Northern Ireland First Minister Peter Robinson said he hoped people would show the same respect to the Queen during a visit to the Republic as he did to President Mary McAleese.
The DUP leader met Ms McAleese in Dublin prior to the North-South Ministerial Council meeting in Farmleigh and briefly touched on the potential for a royal visit.
The British and Irish governments are planning the Queen's first state visit to Ireland before the end of next year.
Mr Robinson said: “We had a brief discussion, obviously, about the potential for a royal visit, which I would welcome, and I hope that the respect that I showed to the head of state here will be shown by others to the head of state from the United Kingdom.”
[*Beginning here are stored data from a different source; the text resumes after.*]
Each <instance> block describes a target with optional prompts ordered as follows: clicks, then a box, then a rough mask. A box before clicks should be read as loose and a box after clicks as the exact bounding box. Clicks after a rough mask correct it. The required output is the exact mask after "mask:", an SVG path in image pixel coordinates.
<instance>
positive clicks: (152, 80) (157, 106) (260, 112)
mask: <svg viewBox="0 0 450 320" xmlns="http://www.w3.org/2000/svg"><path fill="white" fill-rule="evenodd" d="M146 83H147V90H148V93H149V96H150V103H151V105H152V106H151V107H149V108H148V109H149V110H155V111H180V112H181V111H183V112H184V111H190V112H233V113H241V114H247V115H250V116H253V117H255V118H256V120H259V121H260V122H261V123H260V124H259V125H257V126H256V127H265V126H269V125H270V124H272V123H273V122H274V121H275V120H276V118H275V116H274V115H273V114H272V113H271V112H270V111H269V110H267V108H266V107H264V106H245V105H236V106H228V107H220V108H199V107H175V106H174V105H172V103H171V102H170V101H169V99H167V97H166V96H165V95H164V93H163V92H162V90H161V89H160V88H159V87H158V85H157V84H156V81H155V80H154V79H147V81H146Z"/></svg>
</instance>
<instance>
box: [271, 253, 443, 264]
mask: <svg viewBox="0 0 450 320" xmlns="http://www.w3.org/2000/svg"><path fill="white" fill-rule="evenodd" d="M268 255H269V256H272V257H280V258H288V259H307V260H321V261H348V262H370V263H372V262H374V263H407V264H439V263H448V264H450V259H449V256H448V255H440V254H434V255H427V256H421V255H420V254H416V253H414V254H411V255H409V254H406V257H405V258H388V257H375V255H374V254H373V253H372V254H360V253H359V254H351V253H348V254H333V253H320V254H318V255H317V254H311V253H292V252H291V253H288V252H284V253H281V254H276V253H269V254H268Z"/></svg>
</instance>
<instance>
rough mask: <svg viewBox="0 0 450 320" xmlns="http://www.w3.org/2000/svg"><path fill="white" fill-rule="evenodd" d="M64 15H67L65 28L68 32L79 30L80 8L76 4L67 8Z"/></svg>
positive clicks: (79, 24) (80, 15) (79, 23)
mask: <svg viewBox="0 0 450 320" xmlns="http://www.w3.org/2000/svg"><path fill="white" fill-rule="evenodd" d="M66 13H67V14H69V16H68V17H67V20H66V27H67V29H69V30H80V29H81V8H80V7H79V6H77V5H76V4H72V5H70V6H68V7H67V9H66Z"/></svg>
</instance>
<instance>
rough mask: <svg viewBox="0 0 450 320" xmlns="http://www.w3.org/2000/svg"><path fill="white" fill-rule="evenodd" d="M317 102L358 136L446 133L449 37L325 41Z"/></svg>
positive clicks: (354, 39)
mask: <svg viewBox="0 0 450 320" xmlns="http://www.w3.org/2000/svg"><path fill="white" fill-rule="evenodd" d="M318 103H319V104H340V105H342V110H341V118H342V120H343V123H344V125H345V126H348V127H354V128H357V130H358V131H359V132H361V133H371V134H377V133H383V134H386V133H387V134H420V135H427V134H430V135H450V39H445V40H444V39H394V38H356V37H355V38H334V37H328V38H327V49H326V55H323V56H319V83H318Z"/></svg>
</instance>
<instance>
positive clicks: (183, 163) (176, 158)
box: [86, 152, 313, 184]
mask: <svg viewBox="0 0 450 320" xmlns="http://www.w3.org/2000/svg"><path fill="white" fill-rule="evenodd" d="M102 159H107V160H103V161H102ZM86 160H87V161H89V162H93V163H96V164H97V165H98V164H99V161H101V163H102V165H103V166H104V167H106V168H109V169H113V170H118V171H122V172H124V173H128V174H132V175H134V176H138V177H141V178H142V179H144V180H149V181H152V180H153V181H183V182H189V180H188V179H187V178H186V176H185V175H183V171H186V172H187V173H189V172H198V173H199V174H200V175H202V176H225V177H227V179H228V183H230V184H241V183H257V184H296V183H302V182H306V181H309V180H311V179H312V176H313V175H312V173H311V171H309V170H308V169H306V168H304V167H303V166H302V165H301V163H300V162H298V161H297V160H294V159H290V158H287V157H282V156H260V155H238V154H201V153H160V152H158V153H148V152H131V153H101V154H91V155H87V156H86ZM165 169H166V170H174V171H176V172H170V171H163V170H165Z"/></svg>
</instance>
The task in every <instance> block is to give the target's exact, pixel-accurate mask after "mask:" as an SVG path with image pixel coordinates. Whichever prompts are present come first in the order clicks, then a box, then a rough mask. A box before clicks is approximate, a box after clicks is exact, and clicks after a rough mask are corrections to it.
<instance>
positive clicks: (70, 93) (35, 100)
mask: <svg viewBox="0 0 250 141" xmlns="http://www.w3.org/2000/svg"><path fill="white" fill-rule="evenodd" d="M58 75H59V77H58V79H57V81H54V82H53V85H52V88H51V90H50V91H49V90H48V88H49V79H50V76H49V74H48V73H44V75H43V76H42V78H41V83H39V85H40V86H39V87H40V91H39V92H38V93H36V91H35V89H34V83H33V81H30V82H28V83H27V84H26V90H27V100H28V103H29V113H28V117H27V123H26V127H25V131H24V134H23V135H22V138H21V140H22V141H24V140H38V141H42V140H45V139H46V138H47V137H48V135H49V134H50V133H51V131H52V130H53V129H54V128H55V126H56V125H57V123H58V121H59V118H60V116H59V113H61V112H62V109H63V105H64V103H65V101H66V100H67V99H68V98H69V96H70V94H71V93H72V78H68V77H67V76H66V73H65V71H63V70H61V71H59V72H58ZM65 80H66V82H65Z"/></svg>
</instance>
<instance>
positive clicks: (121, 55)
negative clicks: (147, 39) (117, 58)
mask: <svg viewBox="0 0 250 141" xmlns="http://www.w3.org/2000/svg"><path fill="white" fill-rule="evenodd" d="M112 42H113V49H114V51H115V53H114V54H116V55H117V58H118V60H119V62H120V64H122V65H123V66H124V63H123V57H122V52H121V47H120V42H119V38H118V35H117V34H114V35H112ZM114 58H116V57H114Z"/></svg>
After a meeting with Prime Minister David Cameron in London last month, Taoiseach Brian Cowen said he wanted to see the official engagement before Ms McAleese leaves office.
Mr Cowen said there was now no obstacle in the way of Queen Elizabeth coming to Ireland.
Sinn Fein's leader in the Dail Caoimhghin O'Caolain later said Mr Cowen's welcoming of a visit was totally unacceptable.
When asked if he would discourage Sinn Fein members from protesting at a visit, Deputy First Minister Martin McGuinness said the focus should be on the Farmleigh meeting.
“I think Sinn Fein spokespersons have spoken about that in the course of the last couple of weeks,” he admitted.
“We're here today to talk about the work of the North-South Ministerial Council and that's where I think the focus should be.”